Sully F. Chen, Robert J. Steele, Beakal Lemeneh, Shivanand P. Lad, Eric Oermann

2024-09-02

Large-Scale Multi-omic Biosequence Transformers for Modeling Peptide-Nucleotide Interactions

Summary

This paper talks about a new approach to using transformer models in bioinformatics to study how peptides (short chains of amino acids) and nucleotides (building blocks of DNA and RNA) interact with each other.

What's the problem?

Most research in bioinformatics has focused on either peptides or nucleotides separately, which means we lack models that can effectively analyze how these two important biological components interact. This limits our understanding of many biological processes.

What's the solution?

The authors introduce a new type of model called a multi-omic foundation model that can learn from both peptide and nucleotide data at the same time. They trained this model using a dataset that includes various sequences without needing any labeled data. The model can predict important interactions, such as how changes in nucleotide sequences affect their binding with peptides, achieving high accuracy in its predictions.

Why it matters?

This research is significant because it helps scientists better understand the complex interactions between different biological molecules.
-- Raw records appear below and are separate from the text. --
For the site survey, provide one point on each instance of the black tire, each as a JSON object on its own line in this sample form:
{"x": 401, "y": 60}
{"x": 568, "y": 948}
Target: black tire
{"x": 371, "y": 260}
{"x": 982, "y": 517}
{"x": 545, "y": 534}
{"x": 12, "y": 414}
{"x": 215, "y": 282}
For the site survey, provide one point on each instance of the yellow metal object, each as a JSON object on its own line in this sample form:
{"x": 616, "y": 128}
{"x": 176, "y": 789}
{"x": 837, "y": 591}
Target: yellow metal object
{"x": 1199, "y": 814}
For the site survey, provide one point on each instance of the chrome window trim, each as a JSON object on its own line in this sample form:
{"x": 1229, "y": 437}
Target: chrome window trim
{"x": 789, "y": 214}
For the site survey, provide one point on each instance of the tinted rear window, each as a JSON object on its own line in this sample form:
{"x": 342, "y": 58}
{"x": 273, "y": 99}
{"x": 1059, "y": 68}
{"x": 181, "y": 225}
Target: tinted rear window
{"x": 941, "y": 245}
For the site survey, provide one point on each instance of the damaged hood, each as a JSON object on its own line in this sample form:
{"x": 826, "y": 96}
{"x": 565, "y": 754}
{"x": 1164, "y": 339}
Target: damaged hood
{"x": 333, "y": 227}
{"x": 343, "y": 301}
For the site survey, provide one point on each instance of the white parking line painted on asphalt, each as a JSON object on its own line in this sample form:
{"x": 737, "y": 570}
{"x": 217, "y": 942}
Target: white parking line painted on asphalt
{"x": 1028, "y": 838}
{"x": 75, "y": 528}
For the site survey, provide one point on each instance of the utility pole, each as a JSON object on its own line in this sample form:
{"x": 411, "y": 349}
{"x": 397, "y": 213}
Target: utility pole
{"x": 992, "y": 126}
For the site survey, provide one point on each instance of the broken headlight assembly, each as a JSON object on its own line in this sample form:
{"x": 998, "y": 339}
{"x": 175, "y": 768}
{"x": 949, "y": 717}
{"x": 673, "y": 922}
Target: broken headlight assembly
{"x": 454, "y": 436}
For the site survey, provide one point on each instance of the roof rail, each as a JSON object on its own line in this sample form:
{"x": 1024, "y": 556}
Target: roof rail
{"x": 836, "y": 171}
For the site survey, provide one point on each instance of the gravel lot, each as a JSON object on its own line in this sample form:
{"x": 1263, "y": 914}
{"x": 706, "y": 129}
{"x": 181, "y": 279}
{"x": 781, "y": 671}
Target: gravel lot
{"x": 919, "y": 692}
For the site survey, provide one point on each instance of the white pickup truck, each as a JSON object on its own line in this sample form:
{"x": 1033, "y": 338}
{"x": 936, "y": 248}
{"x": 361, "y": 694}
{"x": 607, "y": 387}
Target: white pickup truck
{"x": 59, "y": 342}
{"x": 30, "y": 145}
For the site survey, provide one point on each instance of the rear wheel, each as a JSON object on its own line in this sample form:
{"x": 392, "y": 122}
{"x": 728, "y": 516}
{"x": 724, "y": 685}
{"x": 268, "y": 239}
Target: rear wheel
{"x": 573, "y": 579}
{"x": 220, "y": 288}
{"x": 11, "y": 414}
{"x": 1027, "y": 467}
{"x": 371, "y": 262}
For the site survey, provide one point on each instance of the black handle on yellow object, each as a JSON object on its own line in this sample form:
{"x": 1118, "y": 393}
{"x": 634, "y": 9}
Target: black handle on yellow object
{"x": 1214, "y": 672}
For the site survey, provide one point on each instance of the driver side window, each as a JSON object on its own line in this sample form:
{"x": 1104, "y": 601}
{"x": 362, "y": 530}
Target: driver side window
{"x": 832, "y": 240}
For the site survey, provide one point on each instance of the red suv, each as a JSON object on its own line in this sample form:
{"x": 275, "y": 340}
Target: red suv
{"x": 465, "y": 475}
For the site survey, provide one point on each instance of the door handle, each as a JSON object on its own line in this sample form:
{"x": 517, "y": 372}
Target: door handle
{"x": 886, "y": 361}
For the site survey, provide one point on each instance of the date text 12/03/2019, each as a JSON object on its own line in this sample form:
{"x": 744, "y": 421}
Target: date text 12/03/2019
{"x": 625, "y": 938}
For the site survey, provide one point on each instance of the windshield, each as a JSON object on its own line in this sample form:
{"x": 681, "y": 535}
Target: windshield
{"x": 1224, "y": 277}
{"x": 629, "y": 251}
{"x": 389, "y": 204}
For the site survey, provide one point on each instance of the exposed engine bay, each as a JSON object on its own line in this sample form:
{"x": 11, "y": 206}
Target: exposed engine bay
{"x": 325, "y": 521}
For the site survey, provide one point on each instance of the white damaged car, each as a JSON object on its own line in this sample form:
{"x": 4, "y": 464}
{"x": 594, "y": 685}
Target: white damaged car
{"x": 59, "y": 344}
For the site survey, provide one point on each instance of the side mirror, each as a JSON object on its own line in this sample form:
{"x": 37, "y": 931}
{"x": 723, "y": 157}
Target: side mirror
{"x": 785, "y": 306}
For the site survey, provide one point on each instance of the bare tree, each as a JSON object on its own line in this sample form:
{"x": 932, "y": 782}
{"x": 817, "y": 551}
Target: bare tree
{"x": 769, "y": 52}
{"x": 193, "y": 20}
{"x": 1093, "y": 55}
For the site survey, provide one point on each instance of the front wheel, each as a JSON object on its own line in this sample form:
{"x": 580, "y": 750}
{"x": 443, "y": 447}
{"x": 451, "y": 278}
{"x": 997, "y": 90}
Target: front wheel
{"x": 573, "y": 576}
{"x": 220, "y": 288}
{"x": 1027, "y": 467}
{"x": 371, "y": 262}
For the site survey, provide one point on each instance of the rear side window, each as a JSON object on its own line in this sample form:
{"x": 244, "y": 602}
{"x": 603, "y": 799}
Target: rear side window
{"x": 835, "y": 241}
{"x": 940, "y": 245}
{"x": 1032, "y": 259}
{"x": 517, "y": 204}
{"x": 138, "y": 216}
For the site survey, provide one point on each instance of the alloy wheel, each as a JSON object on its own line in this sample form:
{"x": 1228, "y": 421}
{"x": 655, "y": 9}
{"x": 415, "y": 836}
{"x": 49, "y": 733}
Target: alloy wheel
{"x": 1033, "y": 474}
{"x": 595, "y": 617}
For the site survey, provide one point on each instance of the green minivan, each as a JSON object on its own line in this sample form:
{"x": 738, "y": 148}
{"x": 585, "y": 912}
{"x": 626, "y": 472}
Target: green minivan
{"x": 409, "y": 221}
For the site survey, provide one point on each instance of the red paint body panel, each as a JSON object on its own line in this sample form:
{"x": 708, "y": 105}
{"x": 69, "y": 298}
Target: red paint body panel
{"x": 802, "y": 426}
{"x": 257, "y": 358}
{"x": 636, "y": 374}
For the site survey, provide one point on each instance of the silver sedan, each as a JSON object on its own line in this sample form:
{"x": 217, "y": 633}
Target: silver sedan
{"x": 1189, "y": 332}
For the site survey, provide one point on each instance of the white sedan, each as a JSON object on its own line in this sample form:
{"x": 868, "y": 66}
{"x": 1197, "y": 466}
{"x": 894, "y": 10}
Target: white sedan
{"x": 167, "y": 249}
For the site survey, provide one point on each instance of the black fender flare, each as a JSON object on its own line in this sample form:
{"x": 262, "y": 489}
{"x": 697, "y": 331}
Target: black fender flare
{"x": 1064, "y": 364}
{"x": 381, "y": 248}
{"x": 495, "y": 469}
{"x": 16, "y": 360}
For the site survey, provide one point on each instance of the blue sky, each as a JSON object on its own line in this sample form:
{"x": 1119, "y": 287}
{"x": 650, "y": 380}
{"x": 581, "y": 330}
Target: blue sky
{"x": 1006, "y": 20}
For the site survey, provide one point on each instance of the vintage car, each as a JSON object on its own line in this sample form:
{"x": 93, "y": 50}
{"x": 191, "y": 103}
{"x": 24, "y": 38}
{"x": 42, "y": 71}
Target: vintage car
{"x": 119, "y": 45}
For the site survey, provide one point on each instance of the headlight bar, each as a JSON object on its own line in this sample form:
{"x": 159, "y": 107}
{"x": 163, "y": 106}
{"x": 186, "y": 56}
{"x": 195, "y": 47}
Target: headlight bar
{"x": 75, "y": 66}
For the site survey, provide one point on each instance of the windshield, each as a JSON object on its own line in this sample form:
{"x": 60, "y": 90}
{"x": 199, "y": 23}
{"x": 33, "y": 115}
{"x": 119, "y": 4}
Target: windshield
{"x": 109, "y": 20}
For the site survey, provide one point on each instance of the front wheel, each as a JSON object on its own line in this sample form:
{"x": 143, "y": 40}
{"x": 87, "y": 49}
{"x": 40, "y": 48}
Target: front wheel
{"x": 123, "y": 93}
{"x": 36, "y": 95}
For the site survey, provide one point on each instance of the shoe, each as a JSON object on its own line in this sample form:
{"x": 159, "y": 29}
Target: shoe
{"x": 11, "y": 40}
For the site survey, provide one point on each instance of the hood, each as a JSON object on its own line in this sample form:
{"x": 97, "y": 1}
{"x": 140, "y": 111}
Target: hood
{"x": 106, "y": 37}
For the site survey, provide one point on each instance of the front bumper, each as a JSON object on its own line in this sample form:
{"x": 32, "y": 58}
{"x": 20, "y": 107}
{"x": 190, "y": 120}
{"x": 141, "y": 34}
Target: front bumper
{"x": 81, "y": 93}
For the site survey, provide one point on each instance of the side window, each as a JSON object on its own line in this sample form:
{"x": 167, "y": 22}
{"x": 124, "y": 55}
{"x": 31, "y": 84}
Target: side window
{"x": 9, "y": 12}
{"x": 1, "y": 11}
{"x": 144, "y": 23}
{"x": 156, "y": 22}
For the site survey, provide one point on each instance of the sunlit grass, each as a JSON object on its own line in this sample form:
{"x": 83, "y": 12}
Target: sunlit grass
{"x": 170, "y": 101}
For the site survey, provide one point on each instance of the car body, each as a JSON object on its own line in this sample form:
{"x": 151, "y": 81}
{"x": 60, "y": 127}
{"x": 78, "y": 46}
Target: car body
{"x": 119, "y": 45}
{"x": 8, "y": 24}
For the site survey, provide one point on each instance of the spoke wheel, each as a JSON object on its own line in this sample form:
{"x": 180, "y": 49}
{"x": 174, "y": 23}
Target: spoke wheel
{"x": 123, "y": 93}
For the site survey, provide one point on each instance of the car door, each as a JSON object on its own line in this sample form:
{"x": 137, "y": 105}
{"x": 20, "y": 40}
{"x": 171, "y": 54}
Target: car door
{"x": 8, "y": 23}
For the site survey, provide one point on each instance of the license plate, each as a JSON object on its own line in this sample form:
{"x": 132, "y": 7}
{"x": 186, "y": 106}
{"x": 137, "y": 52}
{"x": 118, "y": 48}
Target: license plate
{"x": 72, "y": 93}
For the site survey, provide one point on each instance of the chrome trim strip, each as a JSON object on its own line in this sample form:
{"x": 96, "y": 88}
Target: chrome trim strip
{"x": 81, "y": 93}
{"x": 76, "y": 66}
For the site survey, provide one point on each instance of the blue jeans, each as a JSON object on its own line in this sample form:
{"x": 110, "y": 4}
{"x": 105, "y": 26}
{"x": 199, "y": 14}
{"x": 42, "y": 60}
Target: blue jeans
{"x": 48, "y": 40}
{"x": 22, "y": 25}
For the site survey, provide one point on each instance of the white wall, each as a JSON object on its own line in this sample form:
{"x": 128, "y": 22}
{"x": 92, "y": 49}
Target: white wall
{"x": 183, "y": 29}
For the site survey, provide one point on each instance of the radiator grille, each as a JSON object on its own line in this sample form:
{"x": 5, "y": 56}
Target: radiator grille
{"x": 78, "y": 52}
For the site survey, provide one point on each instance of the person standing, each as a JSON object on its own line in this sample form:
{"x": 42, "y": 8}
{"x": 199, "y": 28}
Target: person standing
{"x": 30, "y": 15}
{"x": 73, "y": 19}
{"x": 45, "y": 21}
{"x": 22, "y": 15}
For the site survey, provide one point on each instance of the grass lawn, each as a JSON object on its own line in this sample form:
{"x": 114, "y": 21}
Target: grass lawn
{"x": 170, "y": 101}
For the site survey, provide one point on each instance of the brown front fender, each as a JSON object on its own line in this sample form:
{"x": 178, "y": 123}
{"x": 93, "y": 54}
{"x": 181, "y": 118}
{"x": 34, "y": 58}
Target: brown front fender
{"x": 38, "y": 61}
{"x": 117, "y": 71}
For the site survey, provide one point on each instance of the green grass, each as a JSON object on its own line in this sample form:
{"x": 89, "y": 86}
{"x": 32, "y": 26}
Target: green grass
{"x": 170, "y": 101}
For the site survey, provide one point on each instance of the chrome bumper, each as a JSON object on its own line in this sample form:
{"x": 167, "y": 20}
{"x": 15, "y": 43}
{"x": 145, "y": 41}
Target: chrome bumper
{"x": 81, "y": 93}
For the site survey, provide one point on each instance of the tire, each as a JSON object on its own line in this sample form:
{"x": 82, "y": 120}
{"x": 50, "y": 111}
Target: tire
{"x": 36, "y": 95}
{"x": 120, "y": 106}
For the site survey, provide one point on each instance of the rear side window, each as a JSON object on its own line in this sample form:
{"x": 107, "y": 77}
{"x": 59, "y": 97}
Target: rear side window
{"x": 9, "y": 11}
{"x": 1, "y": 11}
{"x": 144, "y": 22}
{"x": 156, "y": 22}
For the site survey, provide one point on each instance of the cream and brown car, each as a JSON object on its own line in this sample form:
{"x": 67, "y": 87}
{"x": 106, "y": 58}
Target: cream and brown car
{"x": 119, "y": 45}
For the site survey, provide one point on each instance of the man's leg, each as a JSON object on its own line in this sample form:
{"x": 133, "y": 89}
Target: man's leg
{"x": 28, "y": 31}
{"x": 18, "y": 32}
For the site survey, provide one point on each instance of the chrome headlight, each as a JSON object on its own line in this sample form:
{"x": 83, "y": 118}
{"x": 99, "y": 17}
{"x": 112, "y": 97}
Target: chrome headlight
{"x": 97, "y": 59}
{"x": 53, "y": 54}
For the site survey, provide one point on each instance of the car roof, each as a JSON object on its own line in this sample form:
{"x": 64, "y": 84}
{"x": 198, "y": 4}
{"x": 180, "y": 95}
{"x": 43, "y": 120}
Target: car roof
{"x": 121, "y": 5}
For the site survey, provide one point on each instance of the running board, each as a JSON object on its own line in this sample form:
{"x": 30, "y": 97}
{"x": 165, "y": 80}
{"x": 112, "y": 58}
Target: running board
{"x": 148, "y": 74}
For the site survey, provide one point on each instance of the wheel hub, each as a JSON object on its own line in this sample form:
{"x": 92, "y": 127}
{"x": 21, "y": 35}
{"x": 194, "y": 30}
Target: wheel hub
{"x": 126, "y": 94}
By developing models that can analyze multiple types of biological data together, we can gain insights that could lead to advancements in areas like drug development and personalized medicine.

Abstract

The transformer architecture has revolutionized bioinformatics and driven progress in the understanding and prediction of the properties of biomolecules. Almost all research on large-scale biosequence transformers has focused on one domain at a time (single-omic), usually nucleotides or peptides. These models have seen incredible success in downstream tasks in each domain and have achieved particularly noteworthy breakthroughs in sequences of peptides and structural modeling. However, these single-omic models are naturally incapable of modeling multi-omic tasks, one of the most biologically critical being nucleotide-peptide interactions. We present our work training the first multi-omic nucleotide-peptide foundation models. We show that these multi-omic models (MOMs) can learn joint representations between various single-omic distributions that are emergently consistent with the Central Dogma of molecular biology, despite only being trained on unlabeled biosequences. We further demonstrate that MOMs can be fine-tuned to achieve state-of-the-art results on peptide-nucleotide interaction tasks, namely predicting the change in Gibbs free energy ({\Delta}G) of the binding interaction between a given oligonucleotide and peptide, as well as the effect on this binding interaction due to mutations in the oligonucleotide sequence ({\Delta}{\Delta}G). Remarkably, we show that multi-omic biosequence transformers emergently learn useful structural information without any prior structural training, allowing us to predict which peptide residues are most involved in the peptide-nucleotide binding interaction. Lastly, we provide evidence that multi-omic biosequence models are non-inferior to foundation models trained on single-omics distributions, suggesting a more generalized or foundational approach to building these models.